Of these 33 patients, 21 (63.6%) completed the OLE trials, 18 (85.7%) of who continued on to receive commercial lacosamide treatment. The mean and maximum lacosamide treatment durations were 1563.2 and 2790.0 days, respectively, with a median modal dose of 400-mg daily. All patients had an opportunity to receive at least 3 years (and up to 8 years) of open-label lacosamide treatment, and after 1, 3, and 5 years of this treatment, 90.9%, 75.8%, and 42.4% of elderly patients remained in the trial, respectively.

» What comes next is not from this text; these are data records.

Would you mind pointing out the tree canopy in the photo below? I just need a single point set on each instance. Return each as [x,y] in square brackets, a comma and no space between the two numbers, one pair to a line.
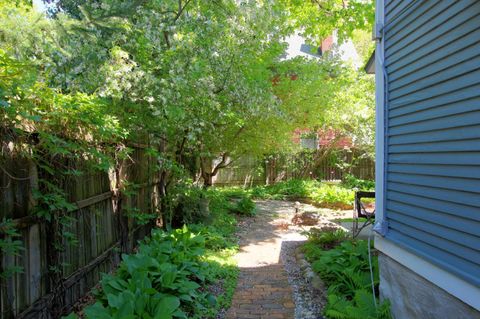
[197,78]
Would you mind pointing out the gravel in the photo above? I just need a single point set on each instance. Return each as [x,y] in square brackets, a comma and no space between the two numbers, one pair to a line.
[309,301]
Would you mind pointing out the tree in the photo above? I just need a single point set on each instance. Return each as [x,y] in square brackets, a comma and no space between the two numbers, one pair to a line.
[320,18]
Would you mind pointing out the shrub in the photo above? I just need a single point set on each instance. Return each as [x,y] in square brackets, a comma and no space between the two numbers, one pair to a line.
[352,182]
[326,237]
[345,270]
[245,206]
[322,194]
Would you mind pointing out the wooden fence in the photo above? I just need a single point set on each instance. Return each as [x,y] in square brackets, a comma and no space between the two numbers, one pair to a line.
[250,172]
[54,278]
[246,171]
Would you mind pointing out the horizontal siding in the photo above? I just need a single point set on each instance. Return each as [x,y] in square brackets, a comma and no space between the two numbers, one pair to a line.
[459,107]
[452,158]
[453,54]
[452,134]
[456,265]
[435,218]
[456,242]
[432,58]
[435,33]
[439,147]
[414,105]
[472,171]
[469,185]
[403,192]
[435,124]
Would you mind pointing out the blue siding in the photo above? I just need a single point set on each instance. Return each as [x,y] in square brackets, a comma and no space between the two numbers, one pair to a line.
[432,163]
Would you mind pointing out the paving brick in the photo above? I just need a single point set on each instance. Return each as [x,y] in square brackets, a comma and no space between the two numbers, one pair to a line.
[270,297]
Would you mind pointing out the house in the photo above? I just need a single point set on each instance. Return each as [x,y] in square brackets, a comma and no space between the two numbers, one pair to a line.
[428,157]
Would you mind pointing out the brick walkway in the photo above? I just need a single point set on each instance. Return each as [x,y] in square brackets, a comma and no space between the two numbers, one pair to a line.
[262,293]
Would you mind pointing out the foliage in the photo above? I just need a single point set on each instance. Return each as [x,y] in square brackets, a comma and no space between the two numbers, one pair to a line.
[351,181]
[328,95]
[165,278]
[345,270]
[9,246]
[326,237]
[324,194]
[321,18]
[244,206]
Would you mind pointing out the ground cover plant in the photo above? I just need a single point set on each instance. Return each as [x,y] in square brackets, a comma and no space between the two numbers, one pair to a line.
[319,193]
[176,273]
[343,265]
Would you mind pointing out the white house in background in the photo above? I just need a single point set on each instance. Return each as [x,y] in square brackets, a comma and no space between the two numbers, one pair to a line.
[298,46]
[427,69]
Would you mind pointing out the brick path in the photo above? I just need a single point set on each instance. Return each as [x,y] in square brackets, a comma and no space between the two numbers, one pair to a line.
[262,293]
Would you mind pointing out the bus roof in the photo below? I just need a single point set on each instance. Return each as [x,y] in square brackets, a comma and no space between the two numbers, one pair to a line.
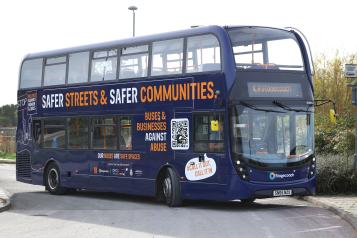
[217,30]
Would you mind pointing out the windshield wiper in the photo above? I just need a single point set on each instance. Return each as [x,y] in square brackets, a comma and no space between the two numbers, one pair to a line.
[257,108]
[289,108]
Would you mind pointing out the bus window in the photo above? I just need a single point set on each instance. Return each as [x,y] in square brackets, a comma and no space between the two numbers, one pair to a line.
[31,73]
[134,62]
[208,138]
[78,133]
[55,71]
[104,65]
[54,133]
[167,57]
[203,54]
[125,133]
[104,133]
[36,132]
[261,48]
[78,67]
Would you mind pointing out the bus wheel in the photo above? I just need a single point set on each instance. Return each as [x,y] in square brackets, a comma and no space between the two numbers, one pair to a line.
[53,181]
[171,188]
[247,202]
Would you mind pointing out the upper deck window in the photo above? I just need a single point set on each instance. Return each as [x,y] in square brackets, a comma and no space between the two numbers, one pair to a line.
[31,73]
[134,62]
[55,71]
[78,67]
[104,65]
[261,48]
[203,54]
[167,57]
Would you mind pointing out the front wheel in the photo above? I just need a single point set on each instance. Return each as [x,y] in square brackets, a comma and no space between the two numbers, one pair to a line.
[53,180]
[171,189]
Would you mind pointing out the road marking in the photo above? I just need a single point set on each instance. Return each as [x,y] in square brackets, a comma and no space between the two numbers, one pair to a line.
[320,229]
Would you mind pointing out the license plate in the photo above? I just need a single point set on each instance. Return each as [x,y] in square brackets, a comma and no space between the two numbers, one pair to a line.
[279,193]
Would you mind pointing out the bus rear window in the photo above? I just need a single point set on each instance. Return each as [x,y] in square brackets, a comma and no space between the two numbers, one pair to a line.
[134,62]
[203,54]
[167,57]
[104,65]
[261,48]
[54,133]
[55,71]
[31,73]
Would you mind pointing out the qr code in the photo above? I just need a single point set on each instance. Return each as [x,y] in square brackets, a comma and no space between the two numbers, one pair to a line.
[180,139]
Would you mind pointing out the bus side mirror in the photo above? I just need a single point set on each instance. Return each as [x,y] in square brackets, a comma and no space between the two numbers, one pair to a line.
[214,125]
[332,116]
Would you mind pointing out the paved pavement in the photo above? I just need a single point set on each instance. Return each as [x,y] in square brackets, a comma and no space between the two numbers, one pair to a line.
[344,206]
[35,213]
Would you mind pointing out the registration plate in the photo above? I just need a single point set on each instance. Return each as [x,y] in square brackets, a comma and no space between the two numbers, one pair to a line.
[279,193]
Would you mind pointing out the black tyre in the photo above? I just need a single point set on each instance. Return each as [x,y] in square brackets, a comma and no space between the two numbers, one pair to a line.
[247,202]
[171,188]
[53,180]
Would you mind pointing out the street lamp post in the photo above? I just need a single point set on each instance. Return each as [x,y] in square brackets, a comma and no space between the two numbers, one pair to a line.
[133,8]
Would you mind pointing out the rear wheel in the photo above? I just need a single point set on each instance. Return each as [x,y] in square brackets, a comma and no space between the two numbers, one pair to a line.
[171,188]
[53,180]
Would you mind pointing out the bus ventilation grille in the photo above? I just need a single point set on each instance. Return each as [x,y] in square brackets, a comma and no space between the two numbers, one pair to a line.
[23,164]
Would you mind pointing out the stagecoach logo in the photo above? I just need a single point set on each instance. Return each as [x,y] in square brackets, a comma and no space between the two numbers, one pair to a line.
[273,175]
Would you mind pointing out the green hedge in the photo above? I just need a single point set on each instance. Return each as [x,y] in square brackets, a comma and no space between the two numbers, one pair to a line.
[335,174]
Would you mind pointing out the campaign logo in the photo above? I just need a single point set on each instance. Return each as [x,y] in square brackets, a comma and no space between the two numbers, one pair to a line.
[274,175]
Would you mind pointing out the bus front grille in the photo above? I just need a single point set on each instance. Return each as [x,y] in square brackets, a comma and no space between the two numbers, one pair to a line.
[23,164]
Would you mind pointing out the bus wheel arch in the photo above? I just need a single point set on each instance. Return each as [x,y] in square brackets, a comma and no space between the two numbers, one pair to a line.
[52,178]
[168,187]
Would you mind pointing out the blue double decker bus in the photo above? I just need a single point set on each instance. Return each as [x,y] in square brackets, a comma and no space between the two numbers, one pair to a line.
[211,113]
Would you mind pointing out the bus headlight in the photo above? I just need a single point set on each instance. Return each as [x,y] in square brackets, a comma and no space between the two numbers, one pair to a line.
[241,169]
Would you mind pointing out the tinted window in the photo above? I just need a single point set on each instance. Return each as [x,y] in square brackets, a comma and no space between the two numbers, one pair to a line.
[209,133]
[134,62]
[78,67]
[31,73]
[78,133]
[125,130]
[105,134]
[37,132]
[54,133]
[167,57]
[104,65]
[203,54]
[260,48]
[55,71]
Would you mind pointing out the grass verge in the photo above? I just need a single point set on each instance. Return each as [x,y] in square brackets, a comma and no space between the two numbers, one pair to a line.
[335,174]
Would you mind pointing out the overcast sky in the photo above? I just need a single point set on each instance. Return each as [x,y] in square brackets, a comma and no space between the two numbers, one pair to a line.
[40,25]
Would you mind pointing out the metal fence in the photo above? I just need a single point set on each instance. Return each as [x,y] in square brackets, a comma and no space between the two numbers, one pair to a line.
[8,139]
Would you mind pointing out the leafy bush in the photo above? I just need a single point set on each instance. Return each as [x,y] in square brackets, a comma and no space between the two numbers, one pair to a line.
[335,139]
[335,174]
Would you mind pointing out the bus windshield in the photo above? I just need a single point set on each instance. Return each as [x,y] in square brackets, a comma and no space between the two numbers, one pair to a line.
[269,135]
[260,48]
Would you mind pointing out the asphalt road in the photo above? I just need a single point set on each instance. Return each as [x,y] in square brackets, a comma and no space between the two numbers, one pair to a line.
[35,213]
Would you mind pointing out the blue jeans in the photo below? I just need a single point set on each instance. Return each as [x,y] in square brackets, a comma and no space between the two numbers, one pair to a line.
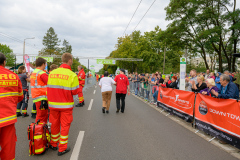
[155,94]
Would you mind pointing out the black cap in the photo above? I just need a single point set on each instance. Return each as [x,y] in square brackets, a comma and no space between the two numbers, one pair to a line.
[122,70]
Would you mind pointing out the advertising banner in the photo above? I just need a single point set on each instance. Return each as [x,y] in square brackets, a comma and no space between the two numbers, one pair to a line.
[106,61]
[48,59]
[177,102]
[219,118]
[27,62]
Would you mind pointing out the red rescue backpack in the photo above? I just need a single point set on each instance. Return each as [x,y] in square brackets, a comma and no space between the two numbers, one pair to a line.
[39,137]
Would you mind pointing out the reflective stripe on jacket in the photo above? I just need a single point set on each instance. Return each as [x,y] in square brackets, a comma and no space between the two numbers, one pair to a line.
[38,87]
[62,85]
[81,77]
[10,94]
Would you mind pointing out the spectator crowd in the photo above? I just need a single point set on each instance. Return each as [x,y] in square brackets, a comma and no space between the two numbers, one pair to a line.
[220,85]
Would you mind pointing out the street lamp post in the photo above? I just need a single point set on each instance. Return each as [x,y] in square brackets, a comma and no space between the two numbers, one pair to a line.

Patients who discontinued treatment did so primarily because of adverse events (n=4; 12.1%), lack of efficacy (n=3; 9.1%), and consent withdrawal (n=2; 6.1%). The median percent reduction in seizure frequency from baseline was 62.5%, 58.2%, and 66.6% after 1, 3, and 5 years, respectively. Reported adverse effects included dizziness (n=12; 36.4%); falls (n=9; 27.3%); contusion or sinusitis (n=7 each; 21.2%); cognitive disorder, tremor, headache, depression, or cough (n=6 each; 18.2%); and urinary tract infection, nausea, diplopia, blurred vision, convulsion, balance disorder, or extremity pain (n=5 each; 15.2%).
“In this small subset of elderly patients, lacosamide appears to be well tolerated and efficacious. Lacosamide could be of potential benefit to the elderly in general as well as for those patients in long-term care facilities,” noted Rosenfeld. —Christina T. Loguidice
The three OLE studies and this analysis were supported by UCB Pharma.